I found the door to the rest of my life, and it is open.
Now, I am expected to walk through it.
Now I have no choice but to walk through it. It doesn’t matter that I never thought I would get this far. It doesn’t matter that my life was supposed to end several years ago, in a bathtub, in a pool of my own blood. It doesn’t matter that I was born to be a sad story stuffed into the smallest corner of the newspaper: TEENAGE SUICIDE, it was supposed to read, and people were supposed to hear about me and shake their heads and say “what a shame” before moving on, forgetting me.
It doesn’t matter, because it didn’t happen. I’m here. I’m alive. And I will never be a teenage suicide, because I will never be a teenager again.
I’m an adult.
I’m a possibility.
I’m alive. And there’s so much that I can do so long as that remains true.
Because death is so final, and life is ever changing.

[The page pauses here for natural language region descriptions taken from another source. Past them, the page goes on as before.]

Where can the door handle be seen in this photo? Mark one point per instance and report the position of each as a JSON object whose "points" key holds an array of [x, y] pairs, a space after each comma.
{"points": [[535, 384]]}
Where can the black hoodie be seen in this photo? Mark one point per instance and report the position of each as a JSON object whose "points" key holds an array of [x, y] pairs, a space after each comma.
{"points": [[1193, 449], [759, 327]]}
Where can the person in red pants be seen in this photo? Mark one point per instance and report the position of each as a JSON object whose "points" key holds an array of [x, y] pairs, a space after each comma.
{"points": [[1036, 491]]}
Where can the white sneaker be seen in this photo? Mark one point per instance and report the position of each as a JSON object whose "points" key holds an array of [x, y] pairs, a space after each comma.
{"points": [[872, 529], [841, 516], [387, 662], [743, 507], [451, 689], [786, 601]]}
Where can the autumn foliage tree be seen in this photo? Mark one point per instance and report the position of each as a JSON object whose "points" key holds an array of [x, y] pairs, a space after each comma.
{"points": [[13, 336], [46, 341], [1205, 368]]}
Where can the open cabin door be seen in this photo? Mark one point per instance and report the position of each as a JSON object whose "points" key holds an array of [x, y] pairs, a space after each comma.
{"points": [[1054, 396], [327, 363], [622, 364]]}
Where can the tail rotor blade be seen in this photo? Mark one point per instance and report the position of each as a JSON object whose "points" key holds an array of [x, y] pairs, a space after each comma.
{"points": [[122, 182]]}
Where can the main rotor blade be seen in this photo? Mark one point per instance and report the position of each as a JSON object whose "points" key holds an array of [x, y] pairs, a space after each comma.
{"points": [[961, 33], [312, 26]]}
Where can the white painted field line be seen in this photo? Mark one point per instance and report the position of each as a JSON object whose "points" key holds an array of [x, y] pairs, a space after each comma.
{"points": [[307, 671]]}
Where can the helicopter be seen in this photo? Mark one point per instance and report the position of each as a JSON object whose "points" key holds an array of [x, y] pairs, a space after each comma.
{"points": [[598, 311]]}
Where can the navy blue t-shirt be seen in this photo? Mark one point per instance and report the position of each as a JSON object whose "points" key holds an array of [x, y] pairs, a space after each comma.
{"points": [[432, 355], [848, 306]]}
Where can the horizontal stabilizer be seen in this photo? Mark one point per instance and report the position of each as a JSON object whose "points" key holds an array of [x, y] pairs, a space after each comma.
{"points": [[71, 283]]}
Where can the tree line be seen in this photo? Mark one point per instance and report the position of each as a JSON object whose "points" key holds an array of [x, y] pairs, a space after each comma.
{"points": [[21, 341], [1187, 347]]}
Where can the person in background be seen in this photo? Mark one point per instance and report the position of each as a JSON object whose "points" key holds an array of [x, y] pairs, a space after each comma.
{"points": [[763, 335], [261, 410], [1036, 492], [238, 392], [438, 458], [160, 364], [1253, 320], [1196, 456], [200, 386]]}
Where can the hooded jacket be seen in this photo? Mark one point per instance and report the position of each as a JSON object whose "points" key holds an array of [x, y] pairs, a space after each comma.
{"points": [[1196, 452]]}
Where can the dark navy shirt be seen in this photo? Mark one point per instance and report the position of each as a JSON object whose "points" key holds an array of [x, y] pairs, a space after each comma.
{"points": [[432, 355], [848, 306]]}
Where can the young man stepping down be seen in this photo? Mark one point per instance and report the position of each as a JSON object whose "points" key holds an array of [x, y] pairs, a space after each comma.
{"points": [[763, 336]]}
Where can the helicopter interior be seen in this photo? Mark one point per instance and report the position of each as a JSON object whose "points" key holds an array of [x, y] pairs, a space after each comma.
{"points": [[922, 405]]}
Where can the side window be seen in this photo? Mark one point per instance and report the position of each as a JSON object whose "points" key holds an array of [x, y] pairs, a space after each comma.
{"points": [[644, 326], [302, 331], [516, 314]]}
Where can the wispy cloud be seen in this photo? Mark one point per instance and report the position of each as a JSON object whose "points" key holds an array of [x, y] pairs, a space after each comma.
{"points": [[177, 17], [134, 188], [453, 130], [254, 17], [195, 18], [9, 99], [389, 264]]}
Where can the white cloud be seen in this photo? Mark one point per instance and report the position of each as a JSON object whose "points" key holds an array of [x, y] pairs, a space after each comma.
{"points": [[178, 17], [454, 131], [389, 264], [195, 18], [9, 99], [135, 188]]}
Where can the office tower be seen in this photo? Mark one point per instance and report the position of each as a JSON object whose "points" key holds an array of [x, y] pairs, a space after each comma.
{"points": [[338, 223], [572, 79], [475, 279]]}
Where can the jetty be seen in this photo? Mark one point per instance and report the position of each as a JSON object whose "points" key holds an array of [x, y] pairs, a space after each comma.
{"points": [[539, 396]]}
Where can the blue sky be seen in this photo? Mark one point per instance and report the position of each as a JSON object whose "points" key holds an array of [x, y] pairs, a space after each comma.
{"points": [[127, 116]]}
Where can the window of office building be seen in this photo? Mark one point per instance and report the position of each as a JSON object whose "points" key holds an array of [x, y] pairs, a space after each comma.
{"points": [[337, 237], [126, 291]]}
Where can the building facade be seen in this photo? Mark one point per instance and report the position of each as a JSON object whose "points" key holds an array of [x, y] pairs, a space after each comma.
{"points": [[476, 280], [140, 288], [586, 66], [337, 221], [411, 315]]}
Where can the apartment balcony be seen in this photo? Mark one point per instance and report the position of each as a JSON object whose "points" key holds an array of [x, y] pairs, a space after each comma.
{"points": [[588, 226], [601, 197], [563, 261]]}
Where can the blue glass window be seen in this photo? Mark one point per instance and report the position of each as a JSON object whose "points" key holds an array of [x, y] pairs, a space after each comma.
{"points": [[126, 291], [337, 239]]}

I can walk through that door. I can follow the plan that I didn’t have until recently, the plan that I never made when I was young because I was never supposed to get this far. The simple plan: job, move, school, career, maybe get married, maybe be happy, run into problems along the way but always push through them. I can do that now. I can live a life.
And what a strange party it is that I hold for myself, alone, in private. No invitations can be sent out because no one can know the reason why life overwhelms me and thrills me all at once. No one can know why I think it’s a miracle to be alive. If they knew they would worry, but they really shouldn’t because I survived. I made it through. I didn’t kill myself and I won’t kill myself. Instead of cutting into my skin, I fortified it with armour so that when the feeling comes back, I’ll know what to do. I’ll have prepared for this.
And for now, I found the door to the rest of my life, the door that was never supposed to exist in the first place. And I am walking through it.